Although the US presidential election result was called some time ago, Trump has not yet publicly accepted defeat. Nevertheless, Biden will be sworn in as president on January 20th. And now, winning both of the Georgia Senate seats has handed control of the Senate and the Congress to the Democrats in turn empowering the Biden administration to govern without the frustration of having to deal with a Republican controlled Senate.

Different US states can have different voting rules. Georgia is not a first-past-the-post state so it must hold a fresh election after no candidate reached 50% of the vote in November. (They do not have preferential voting as we do in Australia)

It is also unusual for two seats to be up for election at the same time. The second seat came into play because a sitting senator resigned before the election and so a temporary senator was sworn in.

US economic data picked up strongly in Q3 but renewed lockdowns of varying intensities lead some to predict negative growth in coming quarters.

Biden is committed to a variety of tax increases (income, company and capital gains) but the fragile nature of the US economy could soften his agenda.

Because Trump delayed in signing the latest COVID relief package, millions of Americans will have gaps in their welfare payments. Many will now get only a $600 relief cheque compared to $1,200 in 2020 and the $2,000 wanted by many for 2021.

No doubt the US will muddle through managing its economy but we do not see the new government moving swiftly through its agenda. Despite now having the balance of power in Congress the majority is slim and there are factions to deal with within both parties – as there are in our governments.

Europe

Boris Johnson and his team of negotiators pulled a rabbit out of the hat on Christmas Eve. Brexit negotiations which seemed to go nowhere for four and a half years suddenly came to fruition and both sides claim to be winners!

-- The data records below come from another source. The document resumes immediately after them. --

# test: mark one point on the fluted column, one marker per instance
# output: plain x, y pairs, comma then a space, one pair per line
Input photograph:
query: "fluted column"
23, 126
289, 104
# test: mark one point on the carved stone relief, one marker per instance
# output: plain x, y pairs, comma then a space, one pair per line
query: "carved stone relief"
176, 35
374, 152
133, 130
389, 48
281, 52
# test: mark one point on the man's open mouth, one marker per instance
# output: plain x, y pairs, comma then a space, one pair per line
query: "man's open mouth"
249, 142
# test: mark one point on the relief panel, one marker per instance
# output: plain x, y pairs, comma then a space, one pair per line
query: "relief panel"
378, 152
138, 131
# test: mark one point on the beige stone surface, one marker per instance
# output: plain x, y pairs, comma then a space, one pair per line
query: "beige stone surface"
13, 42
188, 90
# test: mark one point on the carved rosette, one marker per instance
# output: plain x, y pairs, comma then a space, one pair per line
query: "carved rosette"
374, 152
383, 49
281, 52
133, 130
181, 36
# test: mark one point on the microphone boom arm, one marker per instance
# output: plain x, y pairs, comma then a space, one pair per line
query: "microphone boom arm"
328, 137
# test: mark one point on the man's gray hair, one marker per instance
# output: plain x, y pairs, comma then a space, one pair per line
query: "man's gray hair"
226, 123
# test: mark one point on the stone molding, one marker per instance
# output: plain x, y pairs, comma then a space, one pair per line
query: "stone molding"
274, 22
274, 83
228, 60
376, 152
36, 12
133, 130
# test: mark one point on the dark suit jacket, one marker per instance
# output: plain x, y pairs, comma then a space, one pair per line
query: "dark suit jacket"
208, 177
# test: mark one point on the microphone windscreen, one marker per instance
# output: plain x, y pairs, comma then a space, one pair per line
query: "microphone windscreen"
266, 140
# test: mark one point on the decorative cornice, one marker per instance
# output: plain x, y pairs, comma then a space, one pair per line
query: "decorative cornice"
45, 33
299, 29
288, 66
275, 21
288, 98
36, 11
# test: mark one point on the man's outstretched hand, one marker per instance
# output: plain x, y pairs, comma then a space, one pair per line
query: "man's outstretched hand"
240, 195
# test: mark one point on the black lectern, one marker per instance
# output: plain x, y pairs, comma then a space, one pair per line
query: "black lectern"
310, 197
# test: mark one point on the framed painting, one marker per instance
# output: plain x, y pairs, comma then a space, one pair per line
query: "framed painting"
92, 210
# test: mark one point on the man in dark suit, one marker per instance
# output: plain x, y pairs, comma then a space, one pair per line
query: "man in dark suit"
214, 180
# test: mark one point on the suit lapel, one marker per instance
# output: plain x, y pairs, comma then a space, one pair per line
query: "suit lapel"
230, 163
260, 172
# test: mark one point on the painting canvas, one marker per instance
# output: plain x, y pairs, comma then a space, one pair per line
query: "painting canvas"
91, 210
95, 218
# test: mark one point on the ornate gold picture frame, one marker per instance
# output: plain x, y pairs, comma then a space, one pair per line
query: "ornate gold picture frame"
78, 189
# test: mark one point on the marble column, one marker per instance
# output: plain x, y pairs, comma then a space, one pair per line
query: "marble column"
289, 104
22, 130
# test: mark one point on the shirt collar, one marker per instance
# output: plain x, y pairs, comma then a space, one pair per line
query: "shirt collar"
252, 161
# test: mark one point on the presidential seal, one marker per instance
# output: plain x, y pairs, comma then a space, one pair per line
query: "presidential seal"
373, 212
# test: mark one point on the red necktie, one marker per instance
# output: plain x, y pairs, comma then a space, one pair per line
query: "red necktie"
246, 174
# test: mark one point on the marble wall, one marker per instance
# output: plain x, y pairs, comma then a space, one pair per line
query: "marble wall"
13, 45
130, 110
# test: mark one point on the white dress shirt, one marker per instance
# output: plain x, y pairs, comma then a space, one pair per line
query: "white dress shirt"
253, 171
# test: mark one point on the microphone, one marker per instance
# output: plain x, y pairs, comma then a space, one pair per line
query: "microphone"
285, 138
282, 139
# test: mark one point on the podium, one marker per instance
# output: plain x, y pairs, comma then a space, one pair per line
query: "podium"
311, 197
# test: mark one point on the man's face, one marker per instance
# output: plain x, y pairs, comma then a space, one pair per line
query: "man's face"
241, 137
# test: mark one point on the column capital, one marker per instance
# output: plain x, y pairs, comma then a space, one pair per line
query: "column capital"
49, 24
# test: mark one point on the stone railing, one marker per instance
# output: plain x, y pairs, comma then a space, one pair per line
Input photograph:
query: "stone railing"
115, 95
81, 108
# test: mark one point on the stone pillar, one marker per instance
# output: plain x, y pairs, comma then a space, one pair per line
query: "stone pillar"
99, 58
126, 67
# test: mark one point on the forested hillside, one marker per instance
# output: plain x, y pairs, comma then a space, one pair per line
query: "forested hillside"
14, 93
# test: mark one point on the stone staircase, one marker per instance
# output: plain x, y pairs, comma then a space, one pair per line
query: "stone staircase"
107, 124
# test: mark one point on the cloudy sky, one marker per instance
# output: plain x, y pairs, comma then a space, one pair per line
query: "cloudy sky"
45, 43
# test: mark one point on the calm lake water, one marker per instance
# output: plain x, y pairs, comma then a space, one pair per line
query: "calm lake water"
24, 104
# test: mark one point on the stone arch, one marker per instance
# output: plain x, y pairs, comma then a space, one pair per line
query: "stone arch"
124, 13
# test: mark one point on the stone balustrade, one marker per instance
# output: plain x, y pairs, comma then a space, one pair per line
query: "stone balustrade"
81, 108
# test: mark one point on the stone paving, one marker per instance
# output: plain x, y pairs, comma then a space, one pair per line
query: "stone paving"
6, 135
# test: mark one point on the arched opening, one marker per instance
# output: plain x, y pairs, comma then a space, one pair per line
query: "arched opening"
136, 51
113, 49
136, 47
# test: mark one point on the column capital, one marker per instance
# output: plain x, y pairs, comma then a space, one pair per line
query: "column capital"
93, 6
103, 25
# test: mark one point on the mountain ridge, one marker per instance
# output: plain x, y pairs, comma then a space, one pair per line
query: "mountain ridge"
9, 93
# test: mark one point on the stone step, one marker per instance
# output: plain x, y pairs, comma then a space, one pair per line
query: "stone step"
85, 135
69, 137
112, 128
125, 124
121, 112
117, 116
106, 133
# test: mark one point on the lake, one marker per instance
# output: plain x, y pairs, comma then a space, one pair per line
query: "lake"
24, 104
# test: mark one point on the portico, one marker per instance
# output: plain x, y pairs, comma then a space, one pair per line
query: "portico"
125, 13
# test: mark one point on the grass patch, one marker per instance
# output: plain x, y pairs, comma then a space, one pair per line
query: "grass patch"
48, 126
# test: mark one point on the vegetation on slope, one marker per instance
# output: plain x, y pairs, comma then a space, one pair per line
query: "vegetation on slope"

Britain got what it wanted on trade, regulation, competition policy and the movement of labour. They did have to give ground on access to British waters. The deal allows for Europe to have a 50:50 share of fish trawled in 2021 falling to a 25% share in five and a half years.

What is surprising is that the side that was pro-Europe in the referendum and thereafter were calling for all sorts of mayhem including a mass exodus from London’s financial centre. Clearly that is now seen to have been a massive miscalculation.

But Europe has imposed strong travel bans on flights from the UK because of the new strain of the virus. Because there will effectively be free trade between the UK and Europe, and certain drains on UK resources to Europe will cease or be limited, UK growth may recover strongly from its disastrous growth in 2020. However, the transition will not be quick.

Rest of the World

While vaccines are being rolled out in some of the wealthier economies, it is not yet clear how developing countries will be allocated vaccine supplies. In order to insulate the world from further outbreaks, all countries need access to appropriate healthcare.